The solution would be easy if I only needed to log, but because of the deduplication problem I need some way of knowing the sender of the tracing data. The diagnostics stuff doesn't seem to support this, or really supporting anything but sending strings along. Sure, there's filters on both sides I can use, but it's mostly pointless if the only communication format is a string.

EDIT: It's worth mentionining that, after all this crap, I'm still using global state, as System.Diagnostics.Debug is just as global and stateful as my old ad-hoc solution, albeit slightly less abstracted.

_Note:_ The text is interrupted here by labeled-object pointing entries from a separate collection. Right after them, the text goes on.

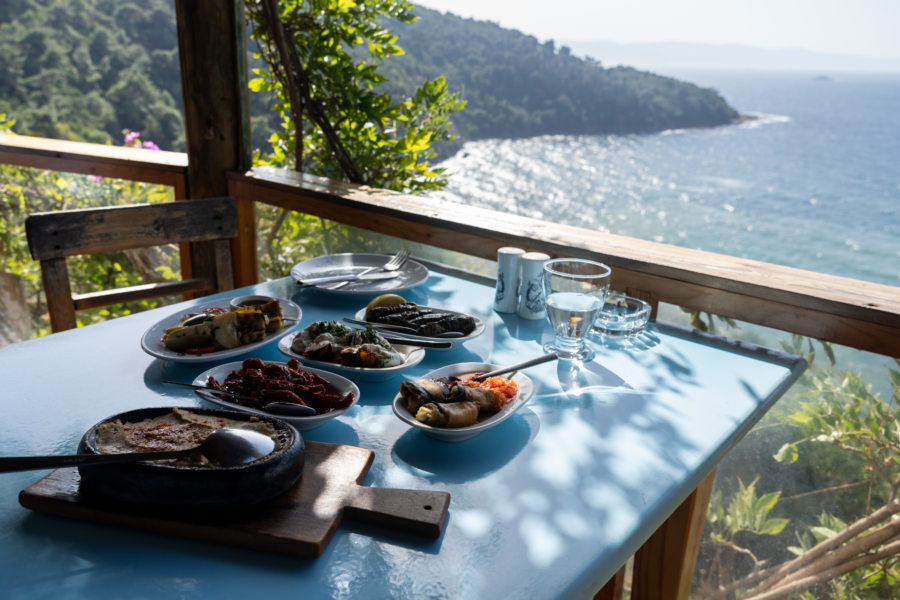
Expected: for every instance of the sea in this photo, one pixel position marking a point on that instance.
(811, 180)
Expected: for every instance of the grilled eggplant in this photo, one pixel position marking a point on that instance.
(428, 322)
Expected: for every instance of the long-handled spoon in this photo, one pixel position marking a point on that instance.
(518, 366)
(282, 408)
(226, 447)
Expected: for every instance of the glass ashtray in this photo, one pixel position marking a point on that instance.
(622, 316)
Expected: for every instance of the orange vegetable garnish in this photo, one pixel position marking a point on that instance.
(504, 389)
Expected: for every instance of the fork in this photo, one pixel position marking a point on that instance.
(396, 261)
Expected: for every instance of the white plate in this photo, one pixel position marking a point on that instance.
(413, 356)
(151, 342)
(454, 342)
(458, 434)
(341, 385)
(409, 275)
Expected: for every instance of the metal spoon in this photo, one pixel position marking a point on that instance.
(528, 363)
(226, 447)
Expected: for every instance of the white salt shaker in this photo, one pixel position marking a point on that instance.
(531, 291)
(506, 294)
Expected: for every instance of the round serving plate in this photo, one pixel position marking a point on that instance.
(340, 385)
(410, 274)
(149, 483)
(151, 341)
(411, 357)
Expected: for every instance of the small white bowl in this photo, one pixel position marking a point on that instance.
(622, 316)
(458, 434)
(241, 301)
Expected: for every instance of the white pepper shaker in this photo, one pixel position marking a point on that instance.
(506, 294)
(531, 292)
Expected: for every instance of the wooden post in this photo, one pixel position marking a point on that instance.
(664, 565)
(212, 53)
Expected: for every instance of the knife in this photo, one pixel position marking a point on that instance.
(346, 277)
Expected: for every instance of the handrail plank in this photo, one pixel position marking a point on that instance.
(846, 311)
(119, 162)
(856, 313)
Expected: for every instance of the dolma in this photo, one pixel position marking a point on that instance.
(448, 414)
(485, 400)
(422, 391)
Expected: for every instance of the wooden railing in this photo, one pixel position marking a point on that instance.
(845, 311)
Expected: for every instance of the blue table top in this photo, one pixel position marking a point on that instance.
(548, 504)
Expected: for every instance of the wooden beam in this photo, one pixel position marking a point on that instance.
(133, 164)
(854, 313)
(664, 565)
(211, 50)
(213, 87)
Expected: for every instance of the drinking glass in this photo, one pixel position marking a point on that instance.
(574, 292)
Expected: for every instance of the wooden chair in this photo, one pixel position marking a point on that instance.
(53, 236)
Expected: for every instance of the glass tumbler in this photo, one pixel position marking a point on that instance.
(574, 292)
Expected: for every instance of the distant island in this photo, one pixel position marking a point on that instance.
(516, 86)
(87, 70)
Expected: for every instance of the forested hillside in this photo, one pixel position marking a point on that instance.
(87, 69)
(518, 87)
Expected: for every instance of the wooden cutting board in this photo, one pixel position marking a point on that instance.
(299, 522)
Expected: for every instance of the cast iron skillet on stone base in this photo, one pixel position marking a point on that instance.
(162, 485)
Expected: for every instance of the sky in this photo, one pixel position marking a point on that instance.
(857, 27)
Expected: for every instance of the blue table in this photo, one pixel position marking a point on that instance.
(550, 504)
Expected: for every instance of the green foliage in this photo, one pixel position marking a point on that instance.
(850, 436)
(79, 69)
(25, 191)
(746, 512)
(516, 86)
(327, 102)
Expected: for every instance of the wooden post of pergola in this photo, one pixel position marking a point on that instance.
(212, 53)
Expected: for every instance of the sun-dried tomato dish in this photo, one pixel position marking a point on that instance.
(281, 382)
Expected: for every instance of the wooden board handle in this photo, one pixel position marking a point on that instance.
(416, 511)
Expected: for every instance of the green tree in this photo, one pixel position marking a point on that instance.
(334, 121)
(323, 60)
(850, 551)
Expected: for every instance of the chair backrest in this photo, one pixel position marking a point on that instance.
(53, 236)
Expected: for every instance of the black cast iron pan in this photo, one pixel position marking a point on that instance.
(162, 485)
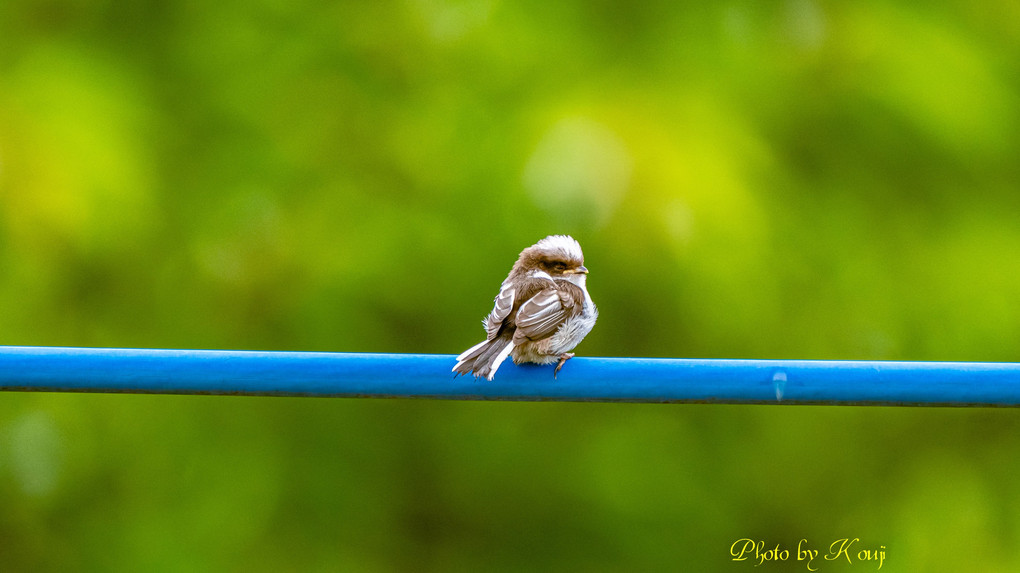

I thought of another idea: Put two listeners on System.Diagnostics.Debug.Listeners, we'll call them sender and receiver. register a TraceSource owned by the renderer with the receiver, and register other TraceSources in every class that wants to write information with a sender. Every update cycle, the sender owners cache their string data, but don't send. When the receiver needs to draw, it sends a trace to the senders. The senders notify their parents, which then call back to the senders to write to the receiver with their data. This works, doesn't technically use global state (though it leverages global state to set up), doesn't require weird encodings, but holy hell is it incredibly roundabout. This can't be the best way to go about it.

SeraphLance,

I think you might be getting stuck in dogma; sure global state isn't delightful, but its better than the alterative method you've got round to designing (in my opinion). Tracing in C# has a CorrellationManager so you can do correllation of messages from the same class instance. Isn't that what you are after here ?

Phillip

SeraphLance,

I think you might be getting stuck in dogma; sure global state isn't delightful, but its better than the alterative method you've got round to designing (in my opinion). Tracing in C# has a CorrellationManager so you can do correllation of messages from the same class instance. Isn't that what you are after here ?

Phillip

Indeed, there is a reason for the rules.

It is true that global state should be avoided. It can create non-local dependencies. It can lack access control. It can create memory allocation issues. It can make automated testing much harder.

The global object has a single responsibility: forward messages to listeners. The only global state it maintains is the list of listeners, but this does not modify behavior to the class users.

Note that the Debug.Trace functionality does not suffer from the problems of most global objects. This type of "data distribution service" is one area where global objects are reasonably safe, when implemented correctly.

Data distributors and event broadcasters can spread data out, but those are not non-local dependencies; other systems will not be modifying it behind your back in potentially harmful ways. It does provide access control because of the way methods are used. The language's Trace functionality doesn't create memory allocation issues because it comes from the system itself. And it doesn't interfere with automated testing because the developer can control the listeners during the test.

You need to understand the guidelines and rules so you know when it is acceptable to break them.